I had an illusion that taking a few weeks off would leave me completely rested and settled, but it seems this has not happened. I’m still in the throws of the unsettled energy and internal adjustments that so many lightworkers are feeling at this time. If anything, it all feels more intense now that I’m home. I feel both great and awful at the same time, still on the emotional roller coaster.
It was a magical journey and we did do many of the typical tourist things that were fun. It also became an opportunity to do some work, both within myself and with the energy of the earth.
On our journey through the mountains on the west coast of Canada, I found that I was often asked to do energy work with the land and to be open to the surges of energy that I was feeling. I often found myself in tears which is not usual for me. It was like I was able to feel the pain that the earth was feeling and the discord of the first nations people.

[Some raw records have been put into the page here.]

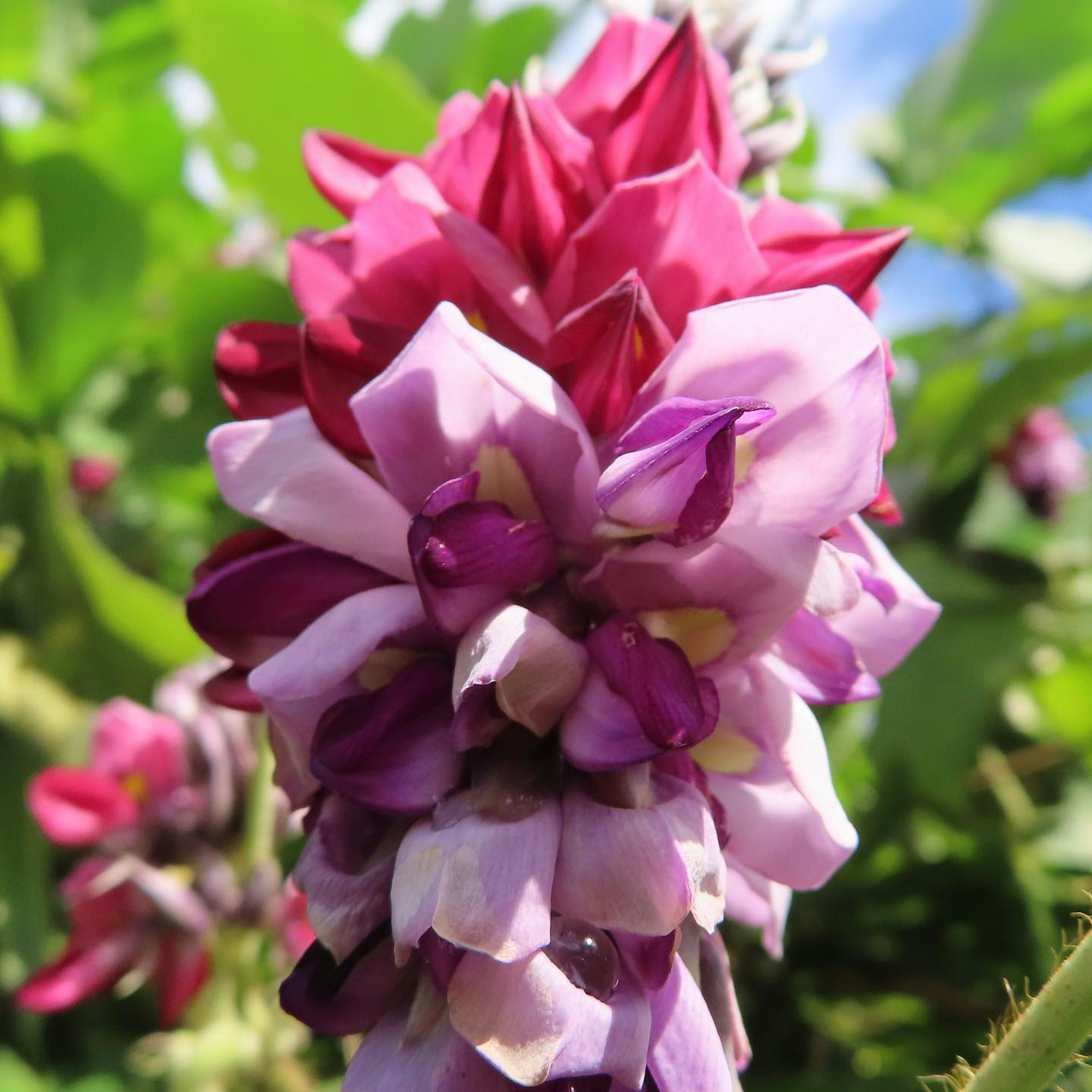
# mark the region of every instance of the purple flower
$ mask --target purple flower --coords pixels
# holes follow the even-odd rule
[[[310,808],[283,999],[368,1032],[351,1092],[731,1089],[717,923],[778,951],[855,845],[806,700],[870,696],[935,616],[855,515],[885,347],[822,287],[679,332],[608,437],[442,304],[349,402],[366,458],[305,408],[210,438],[277,536],[190,617]]]

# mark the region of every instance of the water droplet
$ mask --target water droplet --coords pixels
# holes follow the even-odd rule
[[[546,954],[585,994],[610,1000],[618,986],[618,949],[600,928],[572,917],[555,917]]]

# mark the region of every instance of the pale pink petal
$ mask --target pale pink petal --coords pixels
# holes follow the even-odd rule
[[[653,773],[642,806],[615,807],[572,779],[562,797],[554,907],[645,936],[664,936],[689,914],[712,929],[724,914],[724,860],[704,797]]]
[[[556,800],[514,820],[471,810],[451,826],[416,823],[399,847],[391,887],[400,956],[429,928],[502,962],[549,943],[560,832]]]
[[[518,1084],[608,1073],[640,1088],[649,1005],[625,970],[608,1001],[574,986],[545,952],[498,963],[471,952],[448,988],[455,1030]]]
[[[412,511],[437,486],[499,453],[514,460],[531,503],[562,542],[589,538],[598,464],[574,406],[546,372],[451,305],[441,304],[352,404],[391,492]],[[534,514],[506,497],[479,499]]]
[[[413,579],[410,514],[322,437],[307,410],[221,425],[209,437],[209,453],[221,492],[236,511]]]

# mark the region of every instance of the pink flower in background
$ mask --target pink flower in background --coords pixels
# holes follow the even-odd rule
[[[106,492],[118,476],[118,464],[106,455],[82,455],[69,464],[69,482],[85,497]]]
[[[995,458],[1040,519],[1055,519],[1068,494],[1088,488],[1088,452],[1054,406],[1028,414]]]
[[[306,899],[280,878],[237,878],[244,794],[254,764],[245,717],[209,704],[209,664],[165,679],[156,710],[116,698],[95,714],[86,767],[51,767],[27,790],[43,833],[90,848],[60,886],[61,954],[16,1004],[56,1012],[151,982],[163,1026],[179,1022],[212,971],[213,929],[266,921],[290,959],[313,939]]]

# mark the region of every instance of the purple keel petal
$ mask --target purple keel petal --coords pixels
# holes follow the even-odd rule
[[[608,1073],[636,1089],[644,1079],[648,1001],[626,972],[602,1001],[545,952],[518,963],[471,952],[451,980],[448,1004],[455,1030],[519,1084]]]
[[[753,427],[773,414],[757,399],[662,402],[618,440],[600,478],[600,506],[677,546],[708,537],[732,509],[740,419]]]
[[[431,810],[462,770],[448,738],[450,678],[447,660],[418,660],[380,690],[331,707],[311,745],[311,773],[378,811]]]

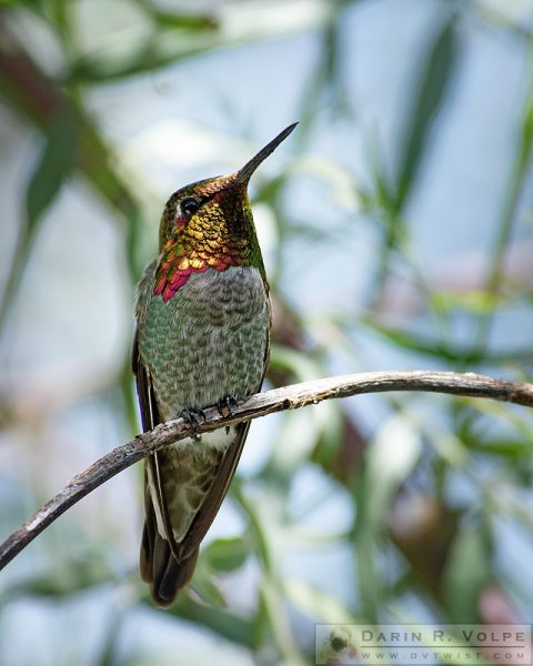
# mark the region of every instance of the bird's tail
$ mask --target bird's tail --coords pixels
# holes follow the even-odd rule
[[[158,532],[155,512],[149,492],[145,496],[145,511],[140,557],[141,576],[150,585],[154,604],[167,608],[192,578],[198,548],[189,557],[178,562],[172,555],[169,542]]]

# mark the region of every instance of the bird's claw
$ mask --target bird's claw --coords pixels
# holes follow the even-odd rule
[[[234,395],[224,395],[219,400],[217,408],[222,417],[233,416],[233,410],[237,407],[237,397]]]
[[[197,407],[188,407],[187,410],[182,410],[179,415],[188,425],[194,427],[198,427],[201,421],[205,421],[205,414],[202,412],[202,410],[199,410]],[[195,432],[191,436],[197,442],[199,442],[202,438],[202,436],[198,432]]]

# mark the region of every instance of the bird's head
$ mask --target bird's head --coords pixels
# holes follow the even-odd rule
[[[296,124],[289,125],[235,173],[185,185],[170,196],[161,218],[155,272],[154,292],[163,301],[171,299],[191,273],[210,268],[257,266],[264,278],[248,183]]]

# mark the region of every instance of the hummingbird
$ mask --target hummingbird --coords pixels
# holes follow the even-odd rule
[[[210,405],[231,412],[261,389],[271,306],[248,183],[296,124],[235,173],[185,185],[167,201],[159,256],[135,299],[133,372],[144,432],[180,416],[198,424]],[[189,584],[249,426],[197,434],[147,458],[140,571],[155,605],[170,606]]]

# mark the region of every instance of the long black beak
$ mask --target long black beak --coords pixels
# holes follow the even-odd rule
[[[298,122],[294,122],[292,125],[285,128],[281,134],[278,134],[275,139],[272,139],[270,143],[268,143],[263,149],[259,151],[257,155],[254,155],[250,162],[247,162],[244,167],[239,171],[237,176],[238,183],[248,183],[250,176],[255,171],[255,169],[263,162],[270,153],[274,152],[274,150],[280,145],[282,141],[284,141],[292,130],[296,127]]]

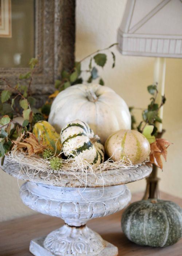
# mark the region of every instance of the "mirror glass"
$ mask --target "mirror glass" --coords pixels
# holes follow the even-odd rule
[[[34,0],[0,0],[0,68],[27,67],[34,56]]]

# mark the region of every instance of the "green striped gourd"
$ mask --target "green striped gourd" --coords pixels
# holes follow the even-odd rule
[[[104,147],[86,123],[78,120],[69,123],[62,129],[60,136],[66,156],[78,155],[96,166],[103,162]]]
[[[40,121],[34,125],[33,133],[43,145],[59,154],[62,149],[60,135],[55,129],[47,121]]]
[[[114,161],[129,159],[133,164],[145,161],[150,152],[146,138],[136,131],[120,130],[110,135],[105,144],[106,153]]]
[[[163,247],[177,243],[182,235],[182,210],[170,201],[149,199],[135,202],[122,216],[123,231],[141,245]]]

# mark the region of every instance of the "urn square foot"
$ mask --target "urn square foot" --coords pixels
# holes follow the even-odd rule
[[[35,256],[57,256],[44,248],[44,241],[46,237],[43,236],[31,241],[30,252]],[[118,248],[106,241],[104,242],[106,243],[105,248],[98,254],[95,255],[94,256],[117,256],[118,255]],[[82,254],[80,254],[80,256]]]

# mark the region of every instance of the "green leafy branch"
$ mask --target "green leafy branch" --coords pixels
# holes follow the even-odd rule
[[[150,102],[148,105],[147,108],[144,109],[142,112],[142,120],[137,126],[136,120],[132,113],[132,110],[135,108],[132,107],[129,108],[131,116],[131,129],[137,129],[140,132],[143,133],[144,129],[147,126],[153,126],[151,135],[154,135],[155,137],[158,134],[156,122],[162,122],[162,120],[158,115],[159,111],[165,103],[166,101],[165,96],[162,95],[160,103],[158,104],[156,103],[156,98],[159,93],[157,88],[157,84],[151,84],[147,87],[148,91],[152,97],[150,99]],[[151,129],[150,128],[150,130]]]
[[[56,93],[58,94],[59,92],[71,85],[82,83],[83,79],[82,77],[82,74],[83,72],[86,72],[89,74],[89,78],[87,80],[87,83],[91,83],[93,80],[99,79],[99,83],[101,85],[104,85],[104,80],[102,78],[99,77],[98,70],[95,66],[96,64],[96,66],[103,68],[104,67],[107,62],[107,56],[105,54],[101,53],[100,52],[109,50],[111,54],[113,61],[112,67],[114,67],[115,64],[115,56],[114,53],[111,51],[110,48],[116,44],[117,43],[112,44],[108,47],[98,50],[84,57],[80,61],[75,63],[74,68],[70,72],[63,70],[61,74],[61,79],[57,80],[55,81],[55,87],[58,91],[55,94],[53,94],[52,98],[56,96]],[[90,59],[88,69],[86,70],[82,70],[82,63],[89,58],[90,58]]]

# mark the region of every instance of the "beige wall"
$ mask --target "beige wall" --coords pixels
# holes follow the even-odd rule
[[[117,29],[121,21],[125,0],[77,0],[76,58],[82,58],[98,49],[116,42]],[[150,95],[147,86],[153,82],[154,59],[151,58],[123,56],[116,48],[116,67],[111,69],[109,58],[101,74],[106,84],[114,89],[128,106],[145,107]],[[87,64],[86,61],[84,65]],[[165,137],[173,145],[169,150],[167,162],[163,172],[159,172],[161,190],[174,195],[182,194],[182,59],[166,62],[164,109]],[[140,117],[140,113],[136,112]],[[20,181],[20,184],[22,184]],[[32,214],[21,202],[17,181],[0,172],[0,221]],[[144,191],[145,181],[129,185],[132,192]]]

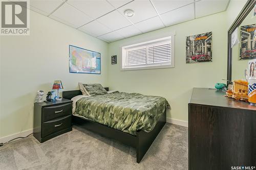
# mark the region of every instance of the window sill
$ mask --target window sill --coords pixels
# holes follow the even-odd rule
[[[174,65],[157,65],[157,66],[148,66],[144,67],[127,67],[121,68],[121,71],[129,71],[129,70],[137,70],[141,69],[160,69],[160,68],[174,68]]]

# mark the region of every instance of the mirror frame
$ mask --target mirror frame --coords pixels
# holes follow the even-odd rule
[[[238,16],[232,23],[228,31],[228,51],[227,51],[227,84],[232,81],[232,48],[231,47],[231,35],[236,29],[239,27],[245,17],[250,13],[256,4],[256,0],[248,0],[242,9]]]

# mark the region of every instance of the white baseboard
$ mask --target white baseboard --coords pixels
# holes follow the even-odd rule
[[[175,118],[167,117],[166,122],[170,124],[184,126],[187,128],[188,127],[188,122],[187,122],[187,121],[181,120],[179,119],[176,119]]]
[[[18,137],[26,137],[33,133],[33,129],[0,138],[0,143],[5,143]],[[18,139],[17,139],[18,140]]]

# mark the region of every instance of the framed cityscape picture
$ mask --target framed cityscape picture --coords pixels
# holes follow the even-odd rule
[[[256,24],[241,26],[239,60],[256,58]]]
[[[71,73],[100,74],[100,53],[70,45],[69,70]]]
[[[186,63],[212,61],[211,32],[186,37]]]

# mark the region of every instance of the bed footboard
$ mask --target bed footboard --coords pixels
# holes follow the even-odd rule
[[[140,130],[136,133],[137,162],[140,163],[144,155],[150,148],[166,123],[166,110],[159,118],[154,129],[146,132]]]

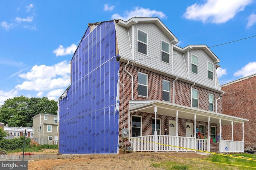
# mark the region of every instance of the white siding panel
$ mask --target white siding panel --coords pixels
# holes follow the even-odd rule
[[[196,74],[191,72],[191,54],[198,57],[198,73]],[[220,89],[219,84],[216,84],[215,81],[218,77],[216,76],[216,72],[213,72],[213,80],[207,77],[207,62],[214,64],[214,61],[202,50],[191,51],[189,53],[190,59],[190,79],[191,80],[203,84],[211,88]],[[216,85],[216,86],[215,86]]]
[[[117,24],[115,26],[119,55],[124,59],[132,60],[131,45],[127,29]]]

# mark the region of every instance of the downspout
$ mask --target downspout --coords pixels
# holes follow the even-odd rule
[[[133,100],[133,76],[132,75],[131,73],[128,72],[126,70],[126,66],[129,64],[130,63],[130,61],[128,61],[127,62],[127,64],[126,64],[125,66],[124,66],[124,71],[126,72],[127,72],[130,76],[132,77],[132,100]]]
[[[218,101],[220,99],[221,96],[224,94],[224,92],[222,92],[222,94],[220,95],[220,97],[216,99],[216,113],[218,113]],[[220,103],[220,113],[221,113],[221,103]]]
[[[174,92],[175,91],[175,82],[178,80],[178,77],[176,77],[175,80],[173,80],[173,104],[175,104],[175,93]]]
[[[196,85],[196,83],[194,83],[194,84],[193,84],[192,86],[191,86],[191,107],[192,107],[192,105],[193,105],[193,103],[192,103],[192,88],[193,87],[193,86],[194,86],[195,85]]]

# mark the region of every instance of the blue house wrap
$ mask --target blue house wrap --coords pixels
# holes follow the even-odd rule
[[[71,85],[59,100],[60,153],[118,152],[115,25],[111,21],[95,25],[92,30],[88,27],[73,56]]]

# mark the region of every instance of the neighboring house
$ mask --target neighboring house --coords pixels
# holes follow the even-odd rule
[[[246,150],[256,151],[256,74],[244,77],[221,86],[225,92],[222,96],[222,113],[249,119],[244,123],[244,147]],[[242,140],[239,125],[234,125],[236,131],[232,133],[230,125],[223,127],[223,137],[229,140]]]
[[[57,145],[58,141],[58,116],[38,114],[33,118],[33,140],[40,145]]]
[[[10,127],[8,124],[4,126],[4,130],[6,131],[10,135],[6,137],[6,139],[13,139],[24,136],[26,130],[26,137],[31,138],[33,135],[33,129],[32,127],[24,127],[21,126],[20,127]]]
[[[219,59],[178,42],[156,18],[89,24],[58,100],[59,152],[244,152],[222,138],[222,125],[248,120],[221,114]]]

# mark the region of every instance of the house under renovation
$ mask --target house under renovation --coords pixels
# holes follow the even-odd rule
[[[59,99],[59,152],[244,152],[248,120],[221,113],[220,60],[178,42],[157,18],[89,23]],[[242,139],[224,139],[236,124]]]

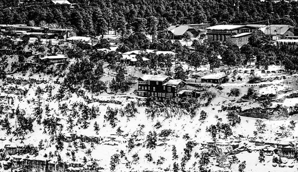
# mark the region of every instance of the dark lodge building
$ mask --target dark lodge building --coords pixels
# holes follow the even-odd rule
[[[222,72],[211,74],[201,77],[201,83],[220,84],[226,83],[227,80],[227,75],[224,72]]]
[[[138,79],[137,95],[154,96],[159,100],[172,98],[177,96],[186,87],[186,83],[175,80],[168,76],[145,75]]]

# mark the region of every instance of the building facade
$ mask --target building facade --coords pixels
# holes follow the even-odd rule
[[[216,25],[206,28],[208,39],[223,43],[231,43],[241,47],[248,43],[248,37],[256,30],[265,27],[262,25]]]
[[[185,87],[186,83],[165,75],[145,75],[138,79],[137,95],[158,100],[172,98]]]
[[[228,81],[225,72],[221,72],[201,77],[201,82],[221,84],[226,83]]]

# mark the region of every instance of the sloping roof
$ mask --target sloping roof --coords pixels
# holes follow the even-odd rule
[[[177,86],[181,82],[184,82],[181,80],[169,80],[163,86]]]
[[[288,43],[295,43],[298,44],[298,39],[283,39],[278,40],[275,41],[275,42],[280,42],[286,44]]]
[[[56,56],[45,56],[43,57],[39,58],[40,59],[64,59],[64,58],[67,58],[68,57],[64,55],[57,55]]]
[[[156,54],[158,55],[161,54],[163,54],[164,55],[166,55],[167,54],[169,54],[172,55],[175,55],[175,53],[170,51],[157,51],[156,52],[154,52],[153,53],[156,53]]]
[[[212,73],[209,75],[205,75],[203,77],[201,77],[201,79],[204,79],[206,80],[208,79],[218,79],[226,77],[226,74],[225,72],[221,72],[218,73]]]
[[[248,26],[249,27],[253,27],[253,28],[264,28],[266,26],[266,25],[246,25],[246,26]]]
[[[265,34],[276,35],[277,33],[284,34],[289,29],[294,28],[291,25],[271,25],[260,28],[260,30]]]
[[[245,26],[245,25],[220,25],[208,27],[206,29],[208,30],[233,30]]]
[[[180,26],[175,28],[170,31],[175,35],[182,35],[189,29],[193,29],[194,28],[188,26]]]
[[[139,78],[143,81],[164,81],[169,77],[166,75],[144,75]]]
[[[127,52],[124,53],[123,53],[123,54],[124,55],[133,55],[133,54],[138,55],[139,54],[140,54],[140,50],[133,50],[133,51],[131,51],[130,52]]]
[[[254,33],[252,33],[252,32],[241,33],[239,34],[237,34],[236,35],[233,35],[231,37],[233,37],[233,38],[239,38],[239,37],[241,37],[242,36],[250,35],[251,34],[254,34]]]
[[[89,41],[91,40],[91,38],[90,37],[86,36],[72,36],[69,37],[69,38],[66,39],[67,41],[71,41],[71,40],[76,40],[76,41]]]
[[[167,30],[171,30],[175,28],[176,28],[176,26],[170,26],[169,27],[167,28]]]
[[[51,0],[52,2],[54,3],[55,4],[67,4],[67,5],[71,5],[71,3],[68,2],[67,0]]]
[[[108,52],[108,53],[109,52],[112,51],[112,50],[109,50],[109,49],[106,49],[106,48],[100,48],[100,49],[97,49],[97,50],[98,51],[103,51],[103,52],[105,51],[105,52]]]

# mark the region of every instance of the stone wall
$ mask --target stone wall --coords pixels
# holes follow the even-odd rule
[[[248,38],[251,35],[242,36],[238,38],[229,37],[227,39],[227,42],[232,44],[237,45],[238,47],[241,47],[244,44],[248,43]]]

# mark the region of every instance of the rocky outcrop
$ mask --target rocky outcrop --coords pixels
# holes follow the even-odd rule
[[[289,117],[289,113],[283,107],[266,108],[254,108],[246,109],[239,112],[241,116],[265,118],[271,120],[285,119]]]

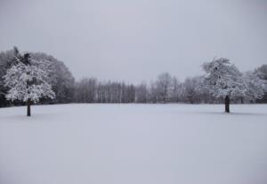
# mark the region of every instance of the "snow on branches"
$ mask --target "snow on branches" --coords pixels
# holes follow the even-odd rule
[[[241,73],[239,69],[226,58],[219,58],[205,63],[204,82],[215,97],[243,97],[255,100],[263,96],[263,82],[252,72]]]
[[[4,86],[9,88],[5,97],[9,100],[30,100],[36,103],[42,97],[55,97],[52,87],[47,83],[48,61],[36,61],[29,54],[17,54],[16,63],[3,77]]]

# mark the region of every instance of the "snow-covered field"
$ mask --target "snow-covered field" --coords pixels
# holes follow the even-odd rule
[[[1,184],[266,184],[267,105],[0,109]]]

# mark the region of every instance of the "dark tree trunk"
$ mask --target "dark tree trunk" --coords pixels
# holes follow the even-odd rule
[[[225,113],[230,113],[230,97],[226,96],[224,98],[224,105],[225,105]]]
[[[27,100],[27,116],[30,116],[30,100]]]

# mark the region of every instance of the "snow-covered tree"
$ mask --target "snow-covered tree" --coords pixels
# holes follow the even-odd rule
[[[156,81],[157,91],[158,91],[158,101],[166,103],[170,96],[170,89],[172,85],[172,76],[164,72],[158,76],[158,80]]]
[[[4,86],[8,88],[5,97],[9,100],[20,100],[27,103],[27,115],[30,116],[30,105],[40,98],[54,98],[55,94],[47,83],[48,76],[44,70],[48,61],[36,61],[28,53],[15,54],[16,63],[3,77]]]
[[[215,97],[223,97],[225,112],[230,113],[230,100],[236,96],[245,96],[246,86],[242,80],[242,73],[226,58],[215,59],[205,63],[205,84]]]

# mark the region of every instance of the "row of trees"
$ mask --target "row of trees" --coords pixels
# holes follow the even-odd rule
[[[264,100],[266,100],[267,65],[263,65],[254,71],[240,72],[228,59],[219,58],[203,64],[205,76],[187,78],[182,82],[167,72],[161,73],[150,84],[101,82],[94,78],[84,78],[76,82],[62,62],[42,53],[20,54],[14,47],[12,50],[0,53],[0,106],[25,104],[21,98],[10,97],[11,86],[7,84],[6,79],[8,74],[12,79],[12,67],[15,66],[17,71],[21,69],[21,66],[19,69],[19,63],[25,64],[21,65],[24,69],[27,65],[33,65],[45,72],[45,82],[51,86],[55,97],[47,99],[45,95],[40,95],[37,100],[40,104],[72,102],[197,104],[222,103],[224,100],[225,105],[228,105],[225,110],[229,112],[230,101],[251,103],[262,98],[264,90],[263,99],[258,102],[266,102]],[[12,70],[14,71],[14,69]],[[18,81],[21,80],[20,72],[17,73],[17,78],[14,78]],[[25,71],[25,75],[29,75],[28,72],[30,73]],[[27,80],[25,84],[39,85],[40,82],[36,82],[36,78],[34,78],[32,81]]]

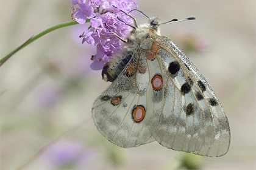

Clear cut forest had me tearing up with the pain of destruction that man has done in order to feel more comfortable by using the wood that was harvested. I felt angered by the changes that the coming of Europeans had. This affected both the people who lived in harmony with nature and the land that they shared with nature. So many thoughts and emotions that were so unexpected.
This got a bit complicated for me by the information that I gained from my brother about our roots. We have a great, great… grandfather who was one of the first white men to explore and map the mountains of Alberta & BC. This opened the door for future settlement which led to so many changes.
And I learned more about his wife who was a native woman from northern Manitoba. This is part of my heritage that was never discussed in our childhood due to discrimination. This great, great… grandmother was part of the first generation of native people who were affected by the coming of white man.
At times, it felt like I was feeling the collective pain of the transition that occurred in North America when the newcomers took over and did what they wanted to do to get comfortable without being concerned about the impact of what they were doing.
This was at times, a very overwhelming experience and has given me a new sensitivity about the damage that we have been doing to the planet. It’s left me knowing that change needs to happen so that we can return to a harmonious relationship with the planet.
This is NOT what I thought would happen while on vacation, but it is what it is. I have learned a lot and gained a new understanding that I know will help me with the next phase of work I am to do.
When I asked those that speak to me when I’ll be able to get off the emotional & physical roller coaster, they tell me it will be a while and will depend on how quickly I am willing to make changes both internally and in my external world.
So if you’re still feeling the effects of the energy shift, hold on. It seems we’re still in for a bit of a rocky ride.